Negative Log-Likelihood as a Loss Function

Posted on 2024-08-14 Edited on 2026-06-11 In AI Views:

TL;DR: - For categorical outcomes (e.g., classification), the negative log-likelihood corresponds to the cross-entropy loss. - For continuous outcomes (e.g., regression), assuming a Gaussian distribution, the negative log-likelihood corresponds to the Mean Squared Error (MSE) loss.

Notation

Symbol	Type	Explanation
\(p(x \mid \theta)\)	Function	Likelihood of data \(x\) under model parameters \(\theta\). In VQ-VAE, \(\theta\) corresponds to \(z\), the quantized latent variable.
\(x\)	\(\in \mathbb{R}^{H \times W \times C}\)	Observed data or input
\(\theta\)	\(\in \mathbb{R}^d\)	Parameters of the model. In VQ-VAE, \(\theta\) is often represented by the quantized latent variable \(z\).
\(z\)	\(\in \mathbb{R}^d\)	Latent representation in the model, serving as the effective model parameters \(\theta\) in visually generative models such as VQ-VAE.
\(f\)	Function	Decoder function in visually generative models such as VQ-VAE. \(f(z) = \hat x\).
\(\hat{x}\)	\(\in \mathbb{R}^{H \times W \times C}\)	Reconstructed image or output, equal to \(f(z)\)
\(\mathcal{N}(f(z), I)\)	\(\in \mathbb{R}\)	Assumed distribution of \(x\) around \(f(z)\) with variance \(I\)
\(y\)	\(\in \{1, \dots, K\}\)	Actual label in classification
\(\hat{p}_y\)	\(\in [0, 1]\)	Model’s predicted probability for the true class \(y\)
\(K\)	\(\in \mathbb{N}\)	Number of classes in multi-class classification
\(y_k\)	\(\in \{0, 1\}\)	One-hot encoded true label for class \(k\)
\(\\|\cdot \\|_2^2\)	Function	Squared L2 norm. For a vector \(v=\left(v_1, v_2, \ldots, v_n\right)\), the squred L2 norm is \(\\|v\\|_2^2=v_1^2+v_2^2+\cdots+v_n^2\)

Likelihood Function

The likelihood function \(p(x \mid \theta)\) represents the probability of the observed data \(x\) under the model with parameters \(\theta\).

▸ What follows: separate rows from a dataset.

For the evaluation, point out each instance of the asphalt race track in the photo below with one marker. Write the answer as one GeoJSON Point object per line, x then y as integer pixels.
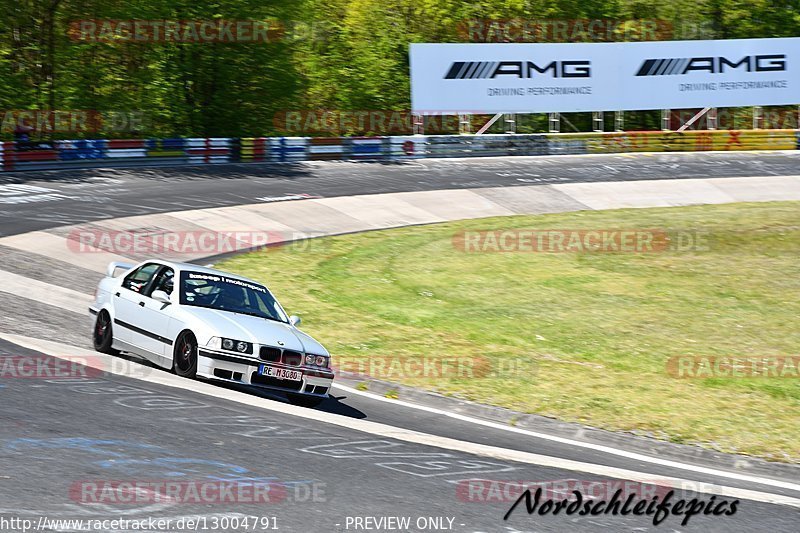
{"type": "Point", "coordinates": [38, 200]}
{"type": "Point", "coordinates": [355, 456]}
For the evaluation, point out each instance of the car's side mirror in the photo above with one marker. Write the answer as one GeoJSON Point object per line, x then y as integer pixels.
{"type": "Point", "coordinates": [160, 296]}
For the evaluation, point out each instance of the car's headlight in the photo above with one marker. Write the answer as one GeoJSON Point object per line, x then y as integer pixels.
{"type": "Point", "coordinates": [317, 360]}
{"type": "Point", "coordinates": [231, 345]}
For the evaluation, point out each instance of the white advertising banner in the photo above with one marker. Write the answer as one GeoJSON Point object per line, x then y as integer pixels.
{"type": "Point", "coordinates": [537, 78]}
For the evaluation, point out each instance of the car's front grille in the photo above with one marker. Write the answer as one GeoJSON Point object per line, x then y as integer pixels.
{"type": "Point", "coordinates": [256, 379]}
{"type": "Point", "coordinates": [292, 358]}
{"type": "Point", "coordinates": [268, 353]}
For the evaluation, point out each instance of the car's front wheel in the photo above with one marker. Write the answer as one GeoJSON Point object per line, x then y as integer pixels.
{"type": "Point", "coordinates": [304, 401]}
{"type": "Point", "coordinates": [103, 334]}
{"type": "Point", "coordinates": [184, 356]}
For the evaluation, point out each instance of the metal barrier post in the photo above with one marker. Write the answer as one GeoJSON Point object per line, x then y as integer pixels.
{"type": "Point", "coordinates": [619, 120]}
{"type": "Point", "coordinates": [510, 122]}
{"type": "Point", "coordinates": [758, 117]}
{"type": "Point", "coordinates": [711, 119]}
{"type": "Point", "coordinates": [464, 124]}
{"type": "Point", "coordinates": [554, 122]}
{"type": "Point", "coordinates": [597, 121]}
{"type": "Point", "coordinates": [417, 124]}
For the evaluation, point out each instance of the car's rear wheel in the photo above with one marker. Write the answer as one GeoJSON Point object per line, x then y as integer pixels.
{"type": "Point", "coordinates": [184, 356]}
{"type": "Point", "coordinates": [103, 334]}
{"type": "Point", "coordinates": [304, 401]}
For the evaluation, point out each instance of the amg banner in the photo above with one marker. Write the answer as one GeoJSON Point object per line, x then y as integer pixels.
{"type": "Point", "coordinates": [533, 78]}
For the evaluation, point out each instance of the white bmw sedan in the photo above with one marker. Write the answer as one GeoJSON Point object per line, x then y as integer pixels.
{"type": "Point", "coordinates": [204, 322]}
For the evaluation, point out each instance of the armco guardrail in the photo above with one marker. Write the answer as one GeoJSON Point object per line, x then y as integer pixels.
{"type": "Point", "coordinates": [17, 156]}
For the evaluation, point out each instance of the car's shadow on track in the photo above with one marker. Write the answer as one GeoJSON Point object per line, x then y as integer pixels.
{"type": "Point", "coordinates": [332, 404]}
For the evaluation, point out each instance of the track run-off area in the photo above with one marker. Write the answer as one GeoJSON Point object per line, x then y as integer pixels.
{"type": "Point", "coordinates": [359, 458]}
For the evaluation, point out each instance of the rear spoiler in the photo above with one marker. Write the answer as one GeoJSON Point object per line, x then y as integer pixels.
{"type": "Point", "coordinates": [111, 269]}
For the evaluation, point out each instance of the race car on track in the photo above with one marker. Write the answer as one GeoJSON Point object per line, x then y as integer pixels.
{"type": "Point", "coordinates": [203, 322]}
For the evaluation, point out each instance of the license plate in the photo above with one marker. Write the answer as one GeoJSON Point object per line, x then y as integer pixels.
{"type": "Point", "coordinates": [280, 373]}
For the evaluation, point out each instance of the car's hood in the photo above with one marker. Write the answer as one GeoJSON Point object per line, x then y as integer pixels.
{"type": "Point", "coordinates": [256, 330]}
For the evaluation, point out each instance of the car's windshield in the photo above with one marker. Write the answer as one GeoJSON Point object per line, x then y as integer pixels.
{"type": "Point", "coordinates": [217, 291]}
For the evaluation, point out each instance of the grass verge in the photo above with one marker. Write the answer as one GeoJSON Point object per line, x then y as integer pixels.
{"type": "Point", "coordinates": [580, 336]}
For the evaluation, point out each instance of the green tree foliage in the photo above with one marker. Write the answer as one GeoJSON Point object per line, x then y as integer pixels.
{"type": "Point", "coordinates": [330, 54]}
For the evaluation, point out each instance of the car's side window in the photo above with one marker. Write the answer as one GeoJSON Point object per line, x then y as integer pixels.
{"type": "Point", "coordinates": [165, 281]}
{"type": "Point", "coordinates": [138, 279]}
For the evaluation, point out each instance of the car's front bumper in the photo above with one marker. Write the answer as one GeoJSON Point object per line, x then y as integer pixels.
{"type": "Point", "coordinates": [238, 369]}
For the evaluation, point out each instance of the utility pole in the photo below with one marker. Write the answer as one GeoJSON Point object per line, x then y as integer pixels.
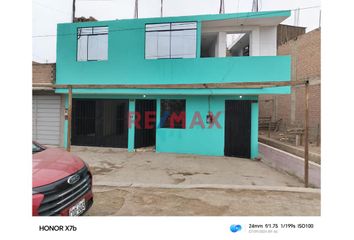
{"type": "Point", "coordinates": [73, 17]}
{"type": "Point", "coordinates": [136, 9]}
{"type": "Point", "coordinates": [255, 6]}
{"type": "Point", "coordinates": [161, 10]}
{"type": "Point", "coordinates": [222, 7]}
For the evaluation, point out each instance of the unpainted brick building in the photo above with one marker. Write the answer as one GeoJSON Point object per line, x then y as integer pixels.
{"type": "Point", "coordinates": [306, 64]}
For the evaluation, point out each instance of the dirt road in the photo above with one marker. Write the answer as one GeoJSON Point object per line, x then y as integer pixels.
{"type": "Point", "coordinates": [202, 202]}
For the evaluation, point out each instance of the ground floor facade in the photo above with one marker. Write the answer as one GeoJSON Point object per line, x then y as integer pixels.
{"type": "Point", "coordinates": [216, 125]}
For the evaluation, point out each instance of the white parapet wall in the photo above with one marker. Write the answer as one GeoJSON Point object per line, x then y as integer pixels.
{"type": "Point", "coordinates": [290, 163]}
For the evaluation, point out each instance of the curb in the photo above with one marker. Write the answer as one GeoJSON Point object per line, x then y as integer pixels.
{"type": "Point", "coordinates": [211, 186]}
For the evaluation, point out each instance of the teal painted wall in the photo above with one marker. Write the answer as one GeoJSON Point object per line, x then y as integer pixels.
{"type": "Point", "coordinates": [126, 63]}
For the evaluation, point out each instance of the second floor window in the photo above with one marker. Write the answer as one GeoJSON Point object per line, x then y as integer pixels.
{"type": "Point", "coordinates": [92, 44]}
{"type": "Point", "coordinates": [171, 40]}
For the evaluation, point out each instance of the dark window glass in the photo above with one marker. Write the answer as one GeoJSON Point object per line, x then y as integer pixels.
{"type": "Point", "coordinates": [92, 44]}
{"type": "Point", "coordinates": [171, 40]}
{"type": "Point", "coordinates": [173, 113]}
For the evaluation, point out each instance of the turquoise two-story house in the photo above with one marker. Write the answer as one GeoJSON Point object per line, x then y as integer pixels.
{"type": "Point", "coordinates": [199, 50]}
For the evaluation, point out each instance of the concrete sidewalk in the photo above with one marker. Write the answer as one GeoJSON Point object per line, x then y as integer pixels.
{"type": "Point", "coordinates": [119, 168]}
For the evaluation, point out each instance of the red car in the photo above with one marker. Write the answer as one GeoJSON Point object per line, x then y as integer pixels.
{"type": "Point", "coordinates": [61, 183]}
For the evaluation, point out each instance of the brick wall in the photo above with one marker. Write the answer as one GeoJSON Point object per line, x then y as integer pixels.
{"type": "Point", "coordinates": [306, 63]}
{"type": "Point", "coordinates": [43, 73]}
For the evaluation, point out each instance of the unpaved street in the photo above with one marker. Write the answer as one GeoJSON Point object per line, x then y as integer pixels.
{"type": "Point", "coordinates": [201, 202]}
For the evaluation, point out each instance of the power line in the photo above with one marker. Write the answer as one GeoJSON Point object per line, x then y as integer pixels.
{"type": "Point", "coordinates": [140, 28]}
{"type": "Point", "coordinates": [49, 7]}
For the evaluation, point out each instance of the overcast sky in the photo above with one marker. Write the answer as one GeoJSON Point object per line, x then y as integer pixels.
{"type": "Point", "coordinates": [47, 13]}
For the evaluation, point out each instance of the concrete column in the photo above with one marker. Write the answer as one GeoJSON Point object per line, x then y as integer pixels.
{"type": "Point", "coordinates": [65, 136]}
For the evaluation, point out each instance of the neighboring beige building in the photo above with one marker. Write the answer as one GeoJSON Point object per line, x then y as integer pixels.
{"type": "Point", "coordinates": [47, 107]}
{"type": "Point", "coordinates": [306, 64]}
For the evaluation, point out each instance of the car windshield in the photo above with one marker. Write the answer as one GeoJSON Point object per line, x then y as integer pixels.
{"type": "Point", "coordinates": [36, 148]}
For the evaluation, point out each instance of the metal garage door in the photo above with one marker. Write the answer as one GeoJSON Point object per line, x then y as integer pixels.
{"type": "Point", "coordinates": [237, 128]}
{"type": "Point", "coordinates": [46, 110]}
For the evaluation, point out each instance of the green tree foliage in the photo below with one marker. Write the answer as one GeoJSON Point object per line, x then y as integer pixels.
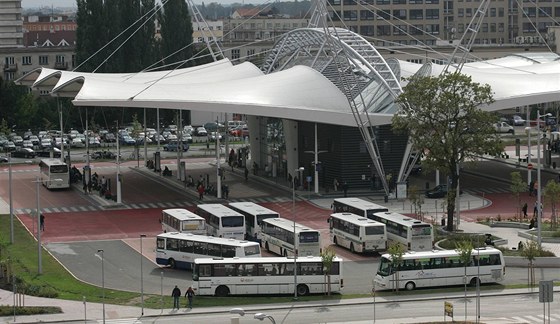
{"type": "Point", "coordinates": [443, 117]}
{"type": "Point", "coordinates": [517, 187]}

Negative Log-Likelihood and MSE

->Source

If the conditional distribution of \(x\) given \(z\) follows a Gaussian distribution \(p(x \mid z) \sim \mathcal{N}\left(f(z), I\right)\), the log-likelihood is: \[ \log p(x \mid z) \propto-\frac{1}{2}\|x-f(z)\|_2^2 \propto-\|x-\hat{x}\|_2^2 \] where \(\hat{x}=f(z)\) is the reconstructed image, representing the mean of the distribution.

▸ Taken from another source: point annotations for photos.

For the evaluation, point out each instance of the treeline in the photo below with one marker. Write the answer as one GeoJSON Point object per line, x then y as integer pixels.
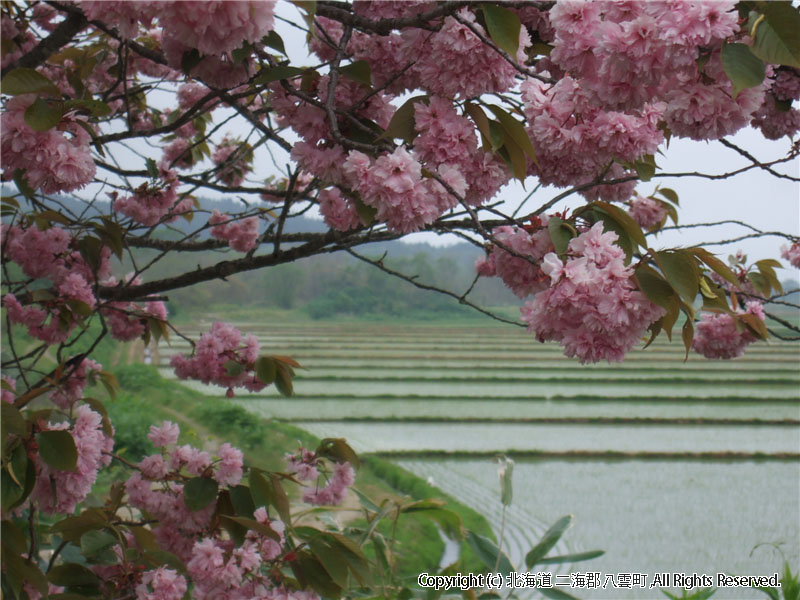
{"type": "Point", "coordinates": [341, 285]}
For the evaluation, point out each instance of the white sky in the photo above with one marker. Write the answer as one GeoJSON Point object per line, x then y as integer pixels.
{"type": "Point", "coordinates": [756, 197]}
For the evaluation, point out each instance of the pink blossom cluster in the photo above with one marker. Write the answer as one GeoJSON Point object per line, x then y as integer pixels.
{"type": "Point", "coordinates": [8, 395]}
{"type": "Point", "coordinates": [576, 140]}
{"type": "Point", "coordinates": [717, 335]}
{"type": "Point", "coordinates": [777, 120]}
{"type": "Point", "coordinates": [703, 108]}
{"type": "Point", "coordinates": [339, 213]}
{"type": "Point", "coordinates": [241, 235]}
{"type": "Point", "coordinates": [455, 62]}
{"type": "Point", "coordinates": [128, 320]}
{"type": "Point", "coordinates": [220, 571]}
{"type": "Point", "coordinates": [52, 161]}
{"type": "Point", "coordinates": [522, 276]}
{"type": "Point", "coordinates": [60, 491]}
{"type": "Point", "coordinates": [792, 254]}
{"type": "Point", "coordinates": [156, 488]}
{"type": "Point", "coordinates": [232, 171]}
{"type": "Point", "coordinates": [149, 204]}
{"type": "Point", "coordinates": [216, 567]}
{"type": "Point", "coordinates": [303, 464]}
{"type": "Point", "coordinates": [20, 42]}
{"type": "Point", "coordinates": [311, 122]}
{"type": "Point", "coordinates": [306, 466]}
{"type": "Point", "coordinates": [215, 353]}
{"type": "Point", "coordinates": [451, 62]}
{"type": "Point", "coordinates": [647, 212]}
{"type": "Point", "coordinates": [448, 139]}
{"type": "Point", "coordinates": [627, 54]}
{"type": "Point", "coordinates": [123, 15]}
{"type": "Point", "coordinates": [391, 9]}
{"type": "Point", "coordinates": [71, 390]}
{"type": "Point", "coordinates": [190, 94]}
{"type": "Point", "coordinates": [214, 28]}
{"type": "Point", "coordinates": [49, 254]}
{"type": "Point", "coordinates": [335, 489]}
{"type": "Point", "coordinates": [161, 584]}
{"type": "Point", "coordinates": [394, 186]}
{"type": "Point", "coordinates": [592, 308]}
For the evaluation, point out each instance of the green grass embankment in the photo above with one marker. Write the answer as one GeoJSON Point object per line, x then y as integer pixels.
{"type": "Point", "coordinates": [148, 399]}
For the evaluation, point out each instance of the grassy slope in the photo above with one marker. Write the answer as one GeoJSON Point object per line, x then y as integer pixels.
{"type": "Point", "coordinates": [147, 398]}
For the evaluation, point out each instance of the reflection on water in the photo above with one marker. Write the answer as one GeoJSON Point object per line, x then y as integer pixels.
{"type": "Point", "coordinates": [649, 516]}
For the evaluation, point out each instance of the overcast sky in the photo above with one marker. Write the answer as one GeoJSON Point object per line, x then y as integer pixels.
{"type": "Point", "coordinates": [755, 197]}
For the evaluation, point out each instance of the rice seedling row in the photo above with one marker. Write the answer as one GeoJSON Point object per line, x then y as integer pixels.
{"type": "Point", "coordinates": [444, 409]}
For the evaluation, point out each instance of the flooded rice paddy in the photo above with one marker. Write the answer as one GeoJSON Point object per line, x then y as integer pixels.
{"type": "Point", "coordinates": [433, 398]}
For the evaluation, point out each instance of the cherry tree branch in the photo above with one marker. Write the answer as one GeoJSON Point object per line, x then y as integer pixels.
{"type": "Point", "coordinates": [412, 279]}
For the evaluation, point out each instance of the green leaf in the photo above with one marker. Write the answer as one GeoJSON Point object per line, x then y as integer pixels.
{"type": "Point", "coordinates": [260, 489]}
{"type": "Point", "coordinates": [624, 220]}
{"type": "Point", "coordinates": [776, 37]}
{"type": "Point", "coordinates": [199, 492]}
{"type": "Point", "coordinates": [755, 325]}
{"type": "Point", "coordinates": [669, 194]}
{"type": "Point", "coordinates": [570, 558]}
{"type": "Point", "coordinates": [19, 571]}
{"type": "Point", "coordinates": [514, 157]}
{"type": "Point", "coordinates": [254, 525]}
{"type": "Point", "coordinates": [742, 68]}
{"type": "Point", "coordinates": [233, 368]}
{"type": "Point", "coordinates": [152, 168]}
{"type": "Point", "coordinates": [280, 500]}
{"type": "Point", "coordinates": [96, 108]}
{"type": "Point", "coordinates": [274, 41]}
{"type": "Point", "coordinates": [27, 81]}
{"type": "Point", "coordinates": [339, 451]}
{"type": "Point", "coordinates": [311, 573]}
{"type": "Point", "coordinates": [72, 529]}
{"type": "Point", "coordinates": [365, 212]}
{"type": "Point", "coordinates": [515, 130]}
{"type": "Point", "coordinates": [645, 167]}
{"type": "Point", "coordinates": [716, 265]}
{"type": "Point", "coordinates": [359, 71]}
{"type": "Point", "coordinates": [41, 116]}
{"type": "Point", "coordinates": [278, 73]}
{"type": "Point", "coordinates": [760, 282]}
{"type": "Point", "coordinates": [504, 27]}
{"type": "Point", "coordinates": [57, 449]}
{"type": "Point", "coordinates": [242, 501]}
{"type": "Point", "coordinates": [331, 558]}
{"type": "Point", "coordinates": [12, 421]}
{"type": "Point", "coordinates": [481, 122]}
{"type": "Point", "coordinates": [21, 181]}
{"type": "Point", "coordinates": [549, 539]}
{"type": "Point", "coordinates": [402, 123]}
{"type": "Point", "coordinates": [681, 271]}
{"type": "Point", "coordinates": [654, 286]}
{"type": "Point", "coordinates": [96, 544]}
{"type": "Point", "coordinates": [14, 482]}
{"type": "Point", "coordinates": [497, 138]}
{"type": "Point", "coordinates": [486, 550]}
{"type": "Point", "coordinates": [189, 60]}
{"type": "Point", "coordinates": [560, 235]}
{"type": "Point", "coordinates": [72, 575]}
{"type": "Point", "coordinates": [687, 333]}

MSE is simply the squared \(L_2\) norm divided by the the dimension \(n = H \times W \times C\), which is contant: \[ \operatorname{MSE}=\frac{1}{n}\|x-\hat{x}\|_2^2 \] So negative Log-Likelihood can be thought as MSE.

Negative Log-Likelihood and Cross-Entropy

For multi-class classification, the log-likelihood for a single observation is: \[ \log p(y \mid \theta, x)=\log \hat{p}_y \]

Here, \(\hat{p}_y\) is the predicted probability of the true class \(y\).

The cross-entropy loss for a single observation is \[ \text { Cross-Entropy }=-\log \hat{p}_y \]

Thus, the cross-entropy loss is exactly the negative log-likelihood of the true class: \[ \text { Cross-Entropy }=-\log \hat{p}_y \]